When you check into a drug rehab center they are likely going to have you in a medical detox area. This is not as bad as it sounds and in fact they will take very good care of you while you are in detox. Nurses are there around the clock to make sure that you are doing well. If you have uncomfortable withdrawal symptoms the medical staff will do everything that they can in order to help mitigate those symptoms. If you have ever tried to quit on your own before and not been able to do so based on your physical withdrawal symptoms, then going to detox can be a huge help in this regard.
In addition to this aspect of the detox process, you get support from your peers while you are in detox. There will be other people who are trying to do the exact same thing that you are, and they will be there to support you through this process. You will befriend your new peers and learn how to lean on each other. There is a special bond that happens when you go through this process with someone, and it has to be experienced in order to be fully understood.
After you get through the detox process, they will probably move you over to a residential area of the treatment center. There you will have a larger set of peers and you will be going to groups and meetings throughout the day. It will feel a bit like being back in school, because ultimately the treatment center is trying to educate you about how to remain clean and sober. Again, the effect of being in treatment with your peers is something that has to be experienced to fully appreciate.
You may believe that if you were in a rehab center that you would feel as if you were going to run out the doors at any second and start using your drug of choice again. Rehab is not like that at all. No one at rehab is clenching their fists and in a complete rage about wanting to relapse this exact second. Once you are there, rehab is easy. Being in treatment is not challenging at all for 99 percent of addicts and alcoholics. Once you get there, they get you comfortably through your withdrawal and then you have this new peer group and you are busy attending groups and such. It is not difficult to be in rehab.
I do realize that it is difficult to convince yourself to go to rehab in the first place. And make no mistake, after you leave rehab, it is very challenging to follow through with your aftercare perfectly and maintain sobriety. But while you are in the actual 28 day program, being there and being clean and sober is easy. Really easy.
The groups and the lectures and the meetings that you attend in rehab are all geared towards educating you about addiction and recovery. The idea is that after you leave treatment you will hopefully have some tools that will allow you to overcome your triggers and urges.
When you attempt to go back to your real life, there are going to be things that trigger you to want to pick up. In order to avoid relapse you are going to have to employ some new coping skills. So the rehab is attempting to teach you some of those coping skills, so that you have a fighting chance once you go back to your home.
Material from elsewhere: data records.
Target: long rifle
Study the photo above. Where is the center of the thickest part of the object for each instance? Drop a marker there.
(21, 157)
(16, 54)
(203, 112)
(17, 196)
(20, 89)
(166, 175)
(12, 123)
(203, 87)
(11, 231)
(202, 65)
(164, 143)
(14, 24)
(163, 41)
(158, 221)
One of those coping skills is based on the idea of going to AA or NA meetings in most cases. So most treatment centers expose you to AA or NA meetings in house, while you are in a 28 day program, so that you will hopefully continue attending meetings after you leave. If you do 90 in 90 then you will be going to an AA or NA meeting every single day. That is a coping skill. If you are struggling on any given day then you know that you will be at a meeting soon, and you can vent some of your frustration there or get feedback and advice.
If you have never been to treatment before then you owe it to yourself to make an effort and see what it is like. I can assure you that it is not intimidating or scary once you get there.
If you have been to rehab before but you continue to struggle, I would urge you to give it another chance. If you failed to remain sober then that is because you were not in a state of true surrender. When you finally surrender fully and go back to treatment again, you will see everything in a whole new light.
If you are still struggling with addiction then give inpatient treatment a chance. Good luck!